At Ateneo de Manila, the Jesuit university I attended, activists taught us what to do if firemen hosed us down during street protests or if we were caught in bombardments of tear gas. A staff member on the university newspaper, I had to report on several friends, Jesuit seminarians and poets, who mysteriously disappeared during the confusion of a human barricade. They were, in the local parlance, "salvaged."

Because direct confrontation usually resulted in arrests, the Marcos era stimulated theatrical performances in which allegorical works involving folk and religious forms were infused with revolutionary meaning. Presented every year during Advent, the "Panunuluyan" ("Search for an Inn") turned the story of the Nativity into a socialist play, which showed Joseph and Mary wandering in a series of Filipino settings.

After 1983, though, Filipino performers moved into the streets. Based on the Lenten Passion Play, the "Senakulo Ng Bayan" ("The Nation's Passion Play") portrayed Jesus as a peasant worker, Annas as Imperial America, Caiaphas as the Dictator and Herod as the Bureaucrat.

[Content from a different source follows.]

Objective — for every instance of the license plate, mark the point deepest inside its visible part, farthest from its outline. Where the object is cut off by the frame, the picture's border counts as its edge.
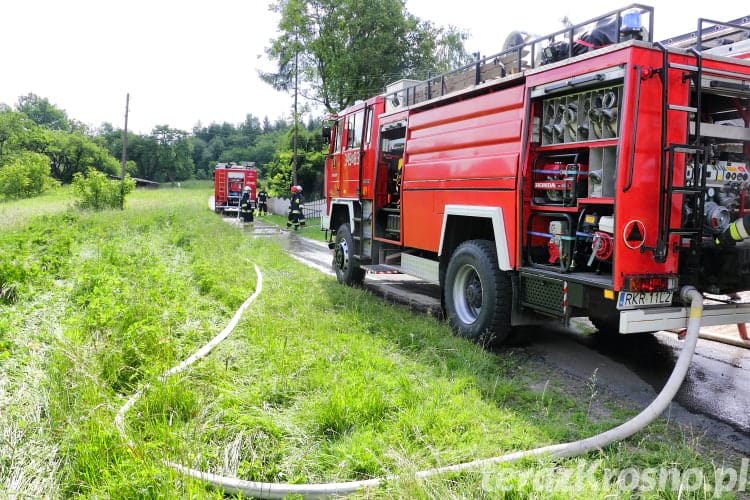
(635, 300)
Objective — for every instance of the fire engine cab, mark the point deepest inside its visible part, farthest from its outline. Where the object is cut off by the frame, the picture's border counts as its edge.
(589, 172)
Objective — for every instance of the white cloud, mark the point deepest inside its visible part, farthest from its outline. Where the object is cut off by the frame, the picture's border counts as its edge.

Training, performance and liberation workshops sprouted in the islands of Mindanao, Luzon, Samar, Negros and Cebu, where my Lola Adela had grown up. Repertory ensembles revived classics by Shakespeare, Brecht and Euripides, which were translated and adapted to reflect progressive issues. University troupes, in particular, presented nationalist-realist works that ridiculed the Marcoses and accused the United States of exploitation. Radical texts that stood out during that time included the 1984 "Oratorio Ng Bayan" ("The Nation's Oratorio") and Chris Millado's 1985 "Buwan at Baril sa E major" ("Moon and Gun in E major"), which recounted tales of political conversion in the form of a classical music concert.

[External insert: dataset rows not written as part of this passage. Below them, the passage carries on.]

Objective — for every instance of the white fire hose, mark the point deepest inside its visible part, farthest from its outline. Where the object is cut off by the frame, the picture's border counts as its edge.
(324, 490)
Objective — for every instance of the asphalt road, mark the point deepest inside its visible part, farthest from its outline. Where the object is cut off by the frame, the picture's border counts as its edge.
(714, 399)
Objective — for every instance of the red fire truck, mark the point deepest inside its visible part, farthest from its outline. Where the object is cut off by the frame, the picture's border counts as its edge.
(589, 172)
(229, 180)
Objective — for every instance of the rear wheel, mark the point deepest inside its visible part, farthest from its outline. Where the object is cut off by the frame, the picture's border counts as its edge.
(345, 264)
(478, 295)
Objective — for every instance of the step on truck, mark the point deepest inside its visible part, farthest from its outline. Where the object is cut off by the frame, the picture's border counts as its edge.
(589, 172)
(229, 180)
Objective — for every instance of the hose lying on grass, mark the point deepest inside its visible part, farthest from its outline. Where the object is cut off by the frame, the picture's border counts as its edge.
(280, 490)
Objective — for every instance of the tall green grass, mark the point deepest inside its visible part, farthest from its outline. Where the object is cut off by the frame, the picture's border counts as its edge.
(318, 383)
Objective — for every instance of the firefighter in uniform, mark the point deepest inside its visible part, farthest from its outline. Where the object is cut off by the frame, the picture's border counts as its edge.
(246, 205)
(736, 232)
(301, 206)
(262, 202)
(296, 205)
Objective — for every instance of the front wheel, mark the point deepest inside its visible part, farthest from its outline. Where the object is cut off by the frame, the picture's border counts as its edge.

For sheer theatrical yuks, however, my favorite memory remains the group Peryante's hilarious "Ilocula," performed both at the University of the Philippines and in the streets. This 1983 musical satire skewered Marcos as a bloated dracula from Ilocos Norte, his home province. Dressed as horror-movie vampires and folkloric aswangs (monsters), his crony officials belted pro- American and anti-Communist songs. Soon someone announced the arrival of "Madame Cula," queen of the monsters and the wife of Ilocula, fresh from a shopping spree in Geneva: "Our Lady of the Supernatural Center of the Philippines, the Philippine International Voodoo Center." This scornful title referred to the breakneck construction of a movie theater in 1981 for one of Imelda Marcos's grand schemes, the First Manila International Film Festival, designed to promote the Philippines as the Cannes of the East. Newly poured concrete had buried several workers alive. Today it is said to be the most haunted building in Manila.

Ms. Hagedorn's book exposed the maruming pulitika (corrupt politics) that continues to plague the Philippines 15 years after the ousting of Marcos. In January, a military- backed popular revolt, tellingly called People Power II, brought down the president and former film star Joseph Estrada. Once reviled and ridiculed, Imelda Marcos now holds a seat in Congress. In Manila, modern politics intensifies old feuds and family rivalries.

In her novel, Ms. Hagedorn captured that mixture of love, laughter and sadness that stirs in every Filipino's heart. It's a mournful, obsessive ballad about Filipino lives left in postcolonial disarray.